3. Adjacent subjects in the gossip propagation structure have a delay of less than or equal to 500ms
4. Propagating messages meaningfully before syncing to the head of the DAG may not be worth it
The actual value will almost certainly be better. The good news is that not all blocks have to be propagated within one block time - as time goes by, it becomes increasingly possible for participants to get earlier messages. This is a scheme where all messages are seen by all participants. It will almost certainly not scale beyond a handful of initial chains, but will instead function functionally as a starter protocol.
secondary title
Overview of XCMP Routing
To send a message from one parachain (sending parachain) to another parachain (receiving parachain) according to the setup, the following steps will be performed.

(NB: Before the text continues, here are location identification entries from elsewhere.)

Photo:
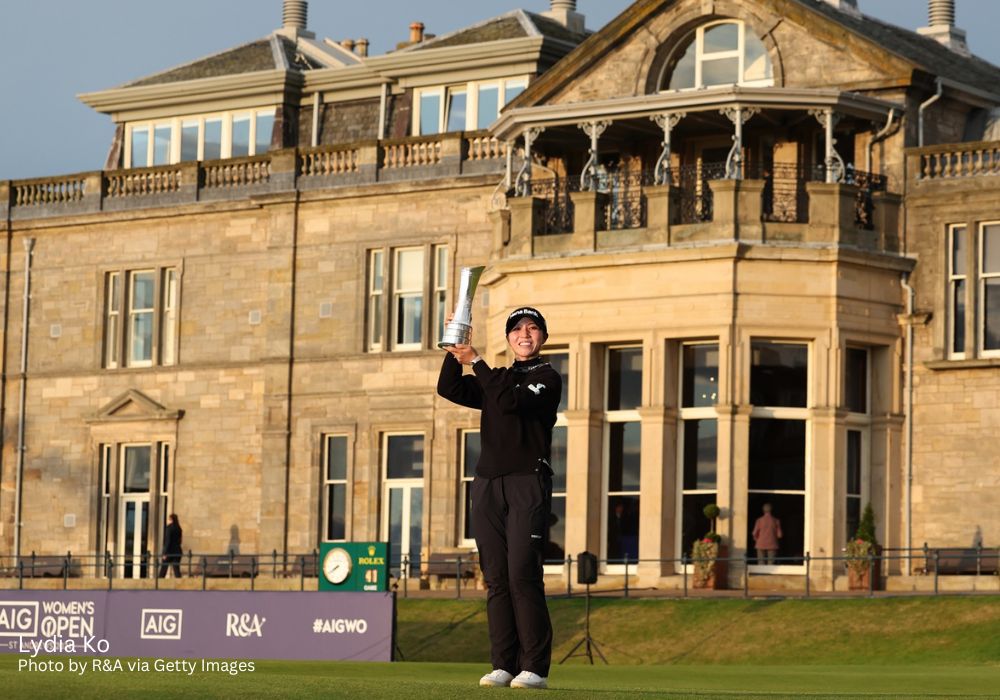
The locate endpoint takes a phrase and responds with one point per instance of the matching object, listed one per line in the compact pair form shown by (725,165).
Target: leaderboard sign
(198,624)
(354,566)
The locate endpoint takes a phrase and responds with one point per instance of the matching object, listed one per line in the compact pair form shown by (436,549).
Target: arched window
(720,53)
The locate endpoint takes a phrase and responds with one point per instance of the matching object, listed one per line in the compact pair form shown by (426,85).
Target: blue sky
(54,49)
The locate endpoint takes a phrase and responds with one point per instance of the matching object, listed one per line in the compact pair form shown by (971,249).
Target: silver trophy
(458,331)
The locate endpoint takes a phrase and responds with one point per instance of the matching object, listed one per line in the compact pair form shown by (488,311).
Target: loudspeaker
(586,568)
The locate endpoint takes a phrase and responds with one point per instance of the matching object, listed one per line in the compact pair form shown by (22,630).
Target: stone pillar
(662,211)
(737,203)
(588,211)
(657,484)
(525,222)
(832,211)
(583,484)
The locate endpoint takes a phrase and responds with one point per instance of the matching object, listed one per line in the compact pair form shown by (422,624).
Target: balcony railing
(339,165)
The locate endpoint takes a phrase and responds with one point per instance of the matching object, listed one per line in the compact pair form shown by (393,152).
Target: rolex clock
(337,565)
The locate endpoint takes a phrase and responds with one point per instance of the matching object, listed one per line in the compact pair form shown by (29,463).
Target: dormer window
(719,53)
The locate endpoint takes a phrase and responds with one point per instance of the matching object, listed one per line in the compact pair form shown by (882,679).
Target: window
(464,107)
(140,317)
(471,449)
(778,444)
(399,296)
(989,289)
(697,439)
(555,549)
(957,256)
(208,137)
(440,290)
(720,53)
(403,500)
(622,453)
(334,488)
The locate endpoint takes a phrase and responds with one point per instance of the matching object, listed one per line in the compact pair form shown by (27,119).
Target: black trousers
(510,517)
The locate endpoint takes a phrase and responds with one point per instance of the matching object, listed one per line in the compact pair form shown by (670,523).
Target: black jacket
(518,411)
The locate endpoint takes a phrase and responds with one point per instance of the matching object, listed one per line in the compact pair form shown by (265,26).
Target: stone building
(764,235)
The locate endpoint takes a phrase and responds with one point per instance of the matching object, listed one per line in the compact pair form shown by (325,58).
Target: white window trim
(983,276)
(700,57)
(630,415)
(176,125)
(328,482)
(952,279)
(686,414)
(403,483)
(788,413)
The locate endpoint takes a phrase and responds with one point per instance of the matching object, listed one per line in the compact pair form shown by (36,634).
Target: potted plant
(706,552)
(860,552)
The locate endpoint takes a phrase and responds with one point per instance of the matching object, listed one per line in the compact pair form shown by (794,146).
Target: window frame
(699,42)
(981,283)
(116,351)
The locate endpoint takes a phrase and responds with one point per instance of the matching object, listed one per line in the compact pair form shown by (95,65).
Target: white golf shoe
(497,678)
(527,679)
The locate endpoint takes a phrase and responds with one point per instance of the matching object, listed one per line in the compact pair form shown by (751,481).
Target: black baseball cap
(526,312)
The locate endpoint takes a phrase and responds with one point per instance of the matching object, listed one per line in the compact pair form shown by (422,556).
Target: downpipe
(29,246)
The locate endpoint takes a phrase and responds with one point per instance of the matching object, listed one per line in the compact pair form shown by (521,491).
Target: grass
(945,647)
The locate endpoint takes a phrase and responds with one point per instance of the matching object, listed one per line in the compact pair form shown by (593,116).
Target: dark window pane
(623,528)
(700,439)
(778,375)
(623,456)
(560,363)
(406,457)
(559,459)
(694,524)
(336,510)
(790,511)
(853,516)
(856,380)
(854,462)
(555,547)
(777,454)
(471,449)
(701,376)
(958,317)
(336,457)
(624,379)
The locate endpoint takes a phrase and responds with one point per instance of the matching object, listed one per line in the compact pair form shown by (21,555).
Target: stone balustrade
(339,165)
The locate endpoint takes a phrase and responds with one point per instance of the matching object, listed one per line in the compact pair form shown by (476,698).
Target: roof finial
(941,18)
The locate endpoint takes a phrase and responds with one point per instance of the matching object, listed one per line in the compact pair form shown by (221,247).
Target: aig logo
(158,623)
(244,625)
(18,619)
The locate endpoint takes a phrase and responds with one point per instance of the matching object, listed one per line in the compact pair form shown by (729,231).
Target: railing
(145,181)
(415,152)
(958,161)
(49,191)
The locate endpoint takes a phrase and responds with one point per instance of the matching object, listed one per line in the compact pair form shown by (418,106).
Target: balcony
(420,158)
(776,203)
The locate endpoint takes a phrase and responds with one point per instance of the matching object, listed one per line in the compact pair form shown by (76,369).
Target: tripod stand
(587,642)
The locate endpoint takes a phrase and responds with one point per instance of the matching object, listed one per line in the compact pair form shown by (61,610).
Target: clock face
(337,565)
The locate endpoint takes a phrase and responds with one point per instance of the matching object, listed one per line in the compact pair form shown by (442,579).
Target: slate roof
(930,55)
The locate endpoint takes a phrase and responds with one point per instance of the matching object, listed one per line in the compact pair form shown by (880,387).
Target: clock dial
(337,565)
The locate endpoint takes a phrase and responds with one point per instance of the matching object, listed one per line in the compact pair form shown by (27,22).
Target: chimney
(564,12)
(293,19)
(849,7)
(941,21)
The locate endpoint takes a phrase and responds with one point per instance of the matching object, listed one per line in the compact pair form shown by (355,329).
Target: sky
(52,50)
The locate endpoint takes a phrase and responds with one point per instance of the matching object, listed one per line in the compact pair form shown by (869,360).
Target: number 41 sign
(353,566)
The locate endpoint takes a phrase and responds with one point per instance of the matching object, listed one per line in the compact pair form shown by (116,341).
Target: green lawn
(946,647)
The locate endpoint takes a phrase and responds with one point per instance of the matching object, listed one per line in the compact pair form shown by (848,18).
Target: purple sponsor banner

Messages are sufficient when the full node of the sending parachain is also part of the domain of the receiving parachain
The parachain validator of the receiving parachain does not find that the message is propagated, and then it directly requests the message from the parachain validator of the sending parachain (sending real-time PV). The sending parachain's PV is responsible for keeping the message available. The parachain verifier sending the parachain directly sends the message to the PoV of the receiving parachain, and finally the PV of the receiving parachain spreads gossip (gossip) on the message in the receiving parachain network.
secondary title
future improvement
1. The above section describes why it is a bad idea to propagate egress queues arbitrarily far into the peer layer, but once we sync up and follow normal block production, we can reasonably track all trees The final source code (ancestors) α of the structure (leaves). The initial reasonable value of α should be consistent with that of the parent and take 1. This might get us 90% of the gain we need, simply because there is a "stutter" when treeset intersections are required, and two peers need to Update each other with information about new subkeys.
2. Expanding the definition of E_(x,y)^B can allow mutual inspection between chains. For example, parachain y could tell the relay chain not to route messages from x at block B (and then tell it to start routing again at block B'). For any block between B and B', we will have running time running E_(x,y)^b=∅ when disregarding the x of b on CandidateReceipt. In fact, since the runtime only processes the hash root hash, it really just ignores R(E_(x,y)^b) from the candidate receipt and sets it to R(∅)
3. Scale to support smarter topologies where not everyone can see everything. Maybe having two kinds of topic arrays (Topics), (B, (B,〖chain〗_from)) based topic array (Topics) and (B,〖chain〗_to) based mod will improve the usability of this mod.https://github.com/sipa/minisketch4. Use some kind of smart setup reconciliation (e.g.
) to minimize gossip propagation bandwidth.
5. Incentivize distribution in a manner similar to probabilistic micropayments.
6. The parachain validator node will hold the egress queue until it is confirmed that the message has been contained. This is a rollback when two parachain networks do not have identical full nodes and messages do not arrive via chat. The parachain validator node of the receiving parachain will notice the missing message and ask the parachain validator node of the sending chain for the message. Once they receive that request, it propagates through the receiver's parachain network.
All the information that the blockchain has to the business logic is in the form of CandidateReceipts. Block signers can submit at most one CandidateReceipt from each parachain in the block (actually, only those chains that are attested by multiple validators, although this assumption is not relevant here).